Prendendo spunto da un Salmo Papa Francesco indica la strada da seguire declinando tre verbi che vogliamo fare nostri e tradurli nell’operoso servizio a favore dei poveri. Riporto liberamente alcuni stralci del Messaggio.

Anzitutto gridare. La condizione di povertà non si esaurisce in una parola ma diventa un grido che raggiunge Dio. Che cosa esprime il grido del povero se non la sua sofferenza e solitudine, la sua delusione e la sua speranza. Possiamo chiederci: come mai questo grido, che sale al cospetto di Dio, non riesce ad arrivare alle nostre orecchie e ci lascia indifferenti e impassibili? Siamo davvero capaci di ascoltare i poveri? La loro voce è spesso zittita dalle voci di chi considera i poveri sì persone indigenti, ma anche come portatori di insicurezza, instabilità, disorientamento dalle abitudini quotidiane e, pertanto, voci da respingere e tenere lontano. Si tende a creare una distanza tra sé e loro e in questo modo ci si rende distanti dal Signore che non li respinge ma li chiama a sé e li consola. È il silenzio dell’ascolto ciò di cui abbiamo bisogno per sentire la loro voce.

Un secondo verbo è rispondere. La risposta è una partecipazione piena d’amore alla condizione del povero. La Giornata Mondiale dei Poveri intende essere una piccola risposta che dalla Chiesa intera e dalla società, si rivolge ai poveri di ogni tipo e di ogni terra perché non pensino che il loro grido sia caduto nel vuoto. Probabilmente è una goccia d’acqua nel deserto della povertà; e tuttavia può essere un segno di condivisione per quanti sono nel bisogno, per far sentire la presenza viva ed efficace di un fratello e una sorella. La risposta non è una qualunque forma di assistenzialismo, ma richiede quell’attenzione di amore che onora l’altro in quanto persona e cerca il suo bene.

Terzo verbo liberare. La povertà con la quale ci confrontiamo ogni giorno non è cercata, ma creata dall’egoismo, dalla superbia, dall’avidità e dall’ingiustizia. Mali antichi quanto l’uomo, ma pur sempre peccati che coinvolgono tanti innocenti, portando a conseguenze sociali drammatiche. La libertà che Dio suscita nel cuore del povero prende la forma di una mano tesa verso di lui, che offre accoglienza, protezione e permette di sentire l’amicizia di cui ha bisogno. È a partire da questa vicinanza concreta e tangibile che prende avvio un percorso di liberazione: «Ogni cristiano e ogni comunità sono chiamati a essere strumenti di Dio per la liberazione e la promozione dei poveri, in modo che essi possano integrarsi pienamente nella società; questo suppone che siamo docili e attenti ad ascoltare il grido del povero e a soccorrerlo».

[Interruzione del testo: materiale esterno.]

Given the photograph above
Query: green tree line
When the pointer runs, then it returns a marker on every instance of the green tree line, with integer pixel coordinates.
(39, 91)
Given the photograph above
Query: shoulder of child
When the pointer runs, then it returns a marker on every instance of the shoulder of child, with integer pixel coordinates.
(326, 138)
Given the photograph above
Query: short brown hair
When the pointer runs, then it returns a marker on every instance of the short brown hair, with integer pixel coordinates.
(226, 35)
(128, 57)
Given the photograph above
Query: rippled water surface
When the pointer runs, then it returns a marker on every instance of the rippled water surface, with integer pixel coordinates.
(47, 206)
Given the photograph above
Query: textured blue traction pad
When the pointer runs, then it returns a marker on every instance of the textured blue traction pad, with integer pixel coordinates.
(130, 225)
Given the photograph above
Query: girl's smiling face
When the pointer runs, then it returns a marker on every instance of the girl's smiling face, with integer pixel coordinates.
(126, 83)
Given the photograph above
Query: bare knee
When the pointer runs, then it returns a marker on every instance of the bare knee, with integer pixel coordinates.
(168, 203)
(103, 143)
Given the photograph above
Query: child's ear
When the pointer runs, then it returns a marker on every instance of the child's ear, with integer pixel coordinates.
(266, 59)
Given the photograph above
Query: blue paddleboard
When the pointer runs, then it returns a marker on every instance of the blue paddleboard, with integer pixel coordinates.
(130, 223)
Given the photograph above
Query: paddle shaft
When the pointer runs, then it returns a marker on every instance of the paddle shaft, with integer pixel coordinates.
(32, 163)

Sono tante le situazioni di povertà che incontriamo: economiche, sanitarie, relazionali, culturali; le povertà legate all’ambiente nel quale uno vive; la povertà dei senza dimora che conoscono solo la fatica e la solitudine della strada. Non possiamo fare distinzioni tra più poveri e meno poveri, tra italiani e stranieri, tra giovani e anziani. Tutti sono accomunati da un unico grido che non è solo di disperazione, ma di speranza con cui il povero manifesta la certezza di essere liberato. Certamente da Dio che opera attraverso le mani dell’uomo che si aprono nell’accoglienza, nel dono di sé, nella condivisione e nella gratuità.